Misdemeanor Child Abuse in Connecticut Renders Immigrant Deportable. The decision in Santapaola v. Ashcroft, involved a Connecticut misdemeanor offense of child abuse. The Connecticut District Court discussed at length the theme that child victims are incapable of giving their consent to sexual activity and are often intimidated by the adult authority figure.

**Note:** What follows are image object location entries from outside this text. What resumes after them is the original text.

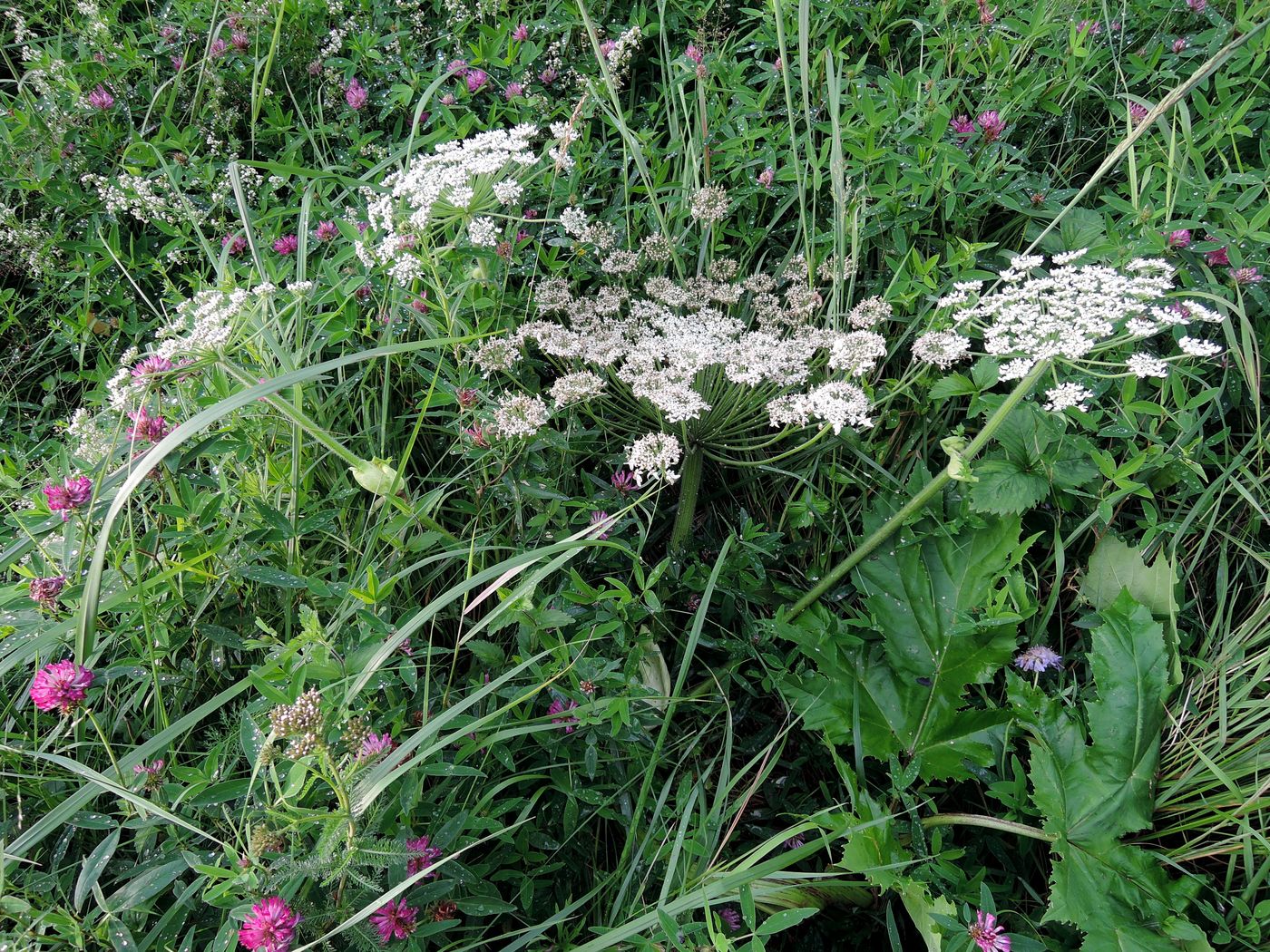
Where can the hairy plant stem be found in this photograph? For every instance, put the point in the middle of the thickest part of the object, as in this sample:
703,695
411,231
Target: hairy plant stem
988,822
689,488
927,492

The district court noted that federal courts across the country have found a substantial risk that physical force will be used against a child to ensure compliance in the course of a sexual activity; thus, it falls under a crime of violence, and therefore, an aggravated felony.

Assault.

In the case of a charge of assault, one has be concerned about the term of imprisonment.  There are varying degrees of assault.  However, any charge of assault that results in a conviction and a sentence with a term of imprisonment of 365 days or more is considered to be imprisonment for one year under the aggravated felony statutes. Matsuk v. INS, 247 F.3d 999, 1001-02 (9th Cir. 2001).  If a person’s sentence is reduced to less than 365 days by the vacation of his previous sentence and the institution of a new less-than-365-day sentence, s/he will not be considered to be convicted of an aggravated felony. Matter of Song, 23 I&N Dec. 173 (BIA 2001). 

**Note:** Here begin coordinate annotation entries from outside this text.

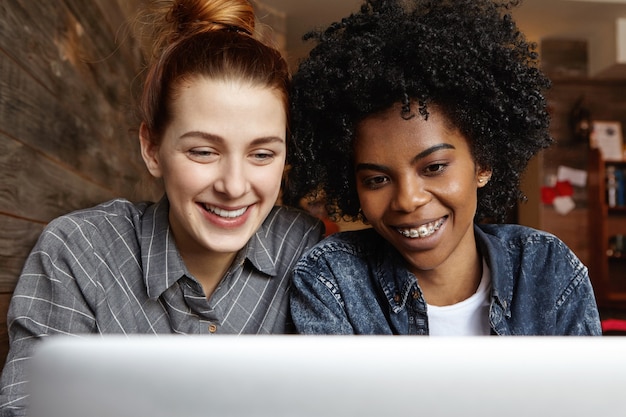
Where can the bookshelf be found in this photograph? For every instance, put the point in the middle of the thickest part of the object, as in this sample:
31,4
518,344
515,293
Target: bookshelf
607,230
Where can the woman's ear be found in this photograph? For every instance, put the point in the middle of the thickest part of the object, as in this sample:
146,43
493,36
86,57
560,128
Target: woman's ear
149,152
483,176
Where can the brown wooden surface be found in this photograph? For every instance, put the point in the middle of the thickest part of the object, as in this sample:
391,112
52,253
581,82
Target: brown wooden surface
585,229
67,127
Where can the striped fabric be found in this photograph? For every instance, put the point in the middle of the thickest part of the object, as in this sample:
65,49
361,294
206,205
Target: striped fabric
114,269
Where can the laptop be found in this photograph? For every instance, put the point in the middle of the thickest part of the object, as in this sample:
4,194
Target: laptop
328,376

 Marijuana and the 30 Gram Exception.

 It is not a deportable offense for someone to be convicted of "a single offense involving possession for one’s own use of 30 grams or less of marijuana." INA §237(a)(2)(B)(i).   The exception does not apply to hashish or other marijuana derivatives.  Being under the influence of a drug other than marijuana i.e. amphetamines even if a misdemeanor may be a deportable offense. Flores-Arellano v. INS, 5 F.3d 360 (9th Cir. 1993).

 Paraphernalia.

An immigrant is deportable if at any time after admission, has been convicted of a violation of or conspiracy or attempt to violate any law or regulation of a state, the U.S., or a foreign country relating to a controlled substance as defined in 21 U.S.C. §802. INA §237(a)(2)(B)(i), 8 U.S.C. §1227(a)(2)(B)(i).  A conviction of possession of paraphernalia has been found to be a deportable offense.  For instance in Luu-Le v. INS, 224 F.3d 911 (9th Cir. 2000) possession of drug paraphernalia under §13-3415 of Arizona Crim. Code was found to be a deportable drug conviction.